Martin's class has gym once a week. The kids go to the gymnasium. The first thing they do is run laps. They follow a green line around the gymnasium.

Today there was a school assembly in the gymnasium. When Martin arrived, he figured it was time to run laps. He refused to budge from the green line. I guess he caused a little scene. After school, we found the following text (called a "social story" by educators and therapists) in Martin's backpack:

"The Green Line
In school, we go to the gym for many different reasons. We go for assemblies, pictures, and gym class. When I am in the gym, I do not always have to stay on the green line.
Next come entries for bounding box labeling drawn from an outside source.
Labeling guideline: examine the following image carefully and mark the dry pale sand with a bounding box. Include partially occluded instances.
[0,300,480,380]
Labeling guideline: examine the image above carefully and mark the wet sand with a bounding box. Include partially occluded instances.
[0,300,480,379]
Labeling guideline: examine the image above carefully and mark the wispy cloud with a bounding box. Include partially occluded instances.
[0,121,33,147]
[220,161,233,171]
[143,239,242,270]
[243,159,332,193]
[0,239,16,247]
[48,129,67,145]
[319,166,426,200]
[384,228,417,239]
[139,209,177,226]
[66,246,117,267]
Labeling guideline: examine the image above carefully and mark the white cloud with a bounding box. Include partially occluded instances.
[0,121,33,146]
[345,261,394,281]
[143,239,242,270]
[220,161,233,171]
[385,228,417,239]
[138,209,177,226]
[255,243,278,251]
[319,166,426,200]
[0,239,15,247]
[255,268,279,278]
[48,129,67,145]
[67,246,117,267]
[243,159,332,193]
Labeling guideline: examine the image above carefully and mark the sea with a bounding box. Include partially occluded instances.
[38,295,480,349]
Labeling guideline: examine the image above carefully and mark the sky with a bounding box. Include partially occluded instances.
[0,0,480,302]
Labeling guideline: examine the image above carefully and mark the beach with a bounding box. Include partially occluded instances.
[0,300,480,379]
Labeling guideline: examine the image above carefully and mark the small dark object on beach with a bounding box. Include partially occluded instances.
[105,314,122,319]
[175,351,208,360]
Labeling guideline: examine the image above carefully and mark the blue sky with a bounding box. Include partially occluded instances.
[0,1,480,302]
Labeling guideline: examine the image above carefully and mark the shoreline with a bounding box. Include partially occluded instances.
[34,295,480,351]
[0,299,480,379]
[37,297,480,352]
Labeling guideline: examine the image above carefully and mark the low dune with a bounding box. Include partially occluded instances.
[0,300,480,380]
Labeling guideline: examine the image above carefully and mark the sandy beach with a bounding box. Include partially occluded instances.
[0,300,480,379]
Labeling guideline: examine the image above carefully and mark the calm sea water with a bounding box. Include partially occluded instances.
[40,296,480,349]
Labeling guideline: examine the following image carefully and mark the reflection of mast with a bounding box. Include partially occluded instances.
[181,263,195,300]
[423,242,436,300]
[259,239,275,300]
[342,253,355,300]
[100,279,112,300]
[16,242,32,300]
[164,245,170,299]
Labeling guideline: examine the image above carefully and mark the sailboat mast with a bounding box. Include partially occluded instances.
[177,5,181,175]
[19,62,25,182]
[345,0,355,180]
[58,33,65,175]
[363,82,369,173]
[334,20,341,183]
I will listen to the teachers and go where they tell me to go. Sometimes I will play in the middle of the gym. Sometimes I will sit on the wooden bleachers. Sometimes I will sit on the gym floor. I do not always have to stay on the green line."

For some reason, autistic children seem to respond better to complicated social situations when words are written down or pictures offered. It helps them process it all. We went over this text with Martin tonight. I asked him what happened at the assembly. He still seemed confused. "The children were lost," he said. "They were singing and I do not have to stay on the green line."

These moments break my heart because Martin so clearly is at a loss. He can't figure out what the world expects of him, even when it's spelled out on paper in front of him. He just wants to go to the green line and run laps, just like he does every other time he's gone to gym.


  1. i LOVE ur blog! i can relate to so many of ur stories & u have such an awesome way of telling them - relaying to us how u're feeling - putting emotions in2 words! thank u!

  2. Hey Mama Skates,

    This is rainmom's husband. Thanks so much for commenting. It's nice to hear that others relate.


  3. What I find amazing about this post is that Martin was able to communicate, to some extent, what he was thinking about the event. And yes, it takes him longer to process changes than others his age - but wow, his communication about his experiences is progressing!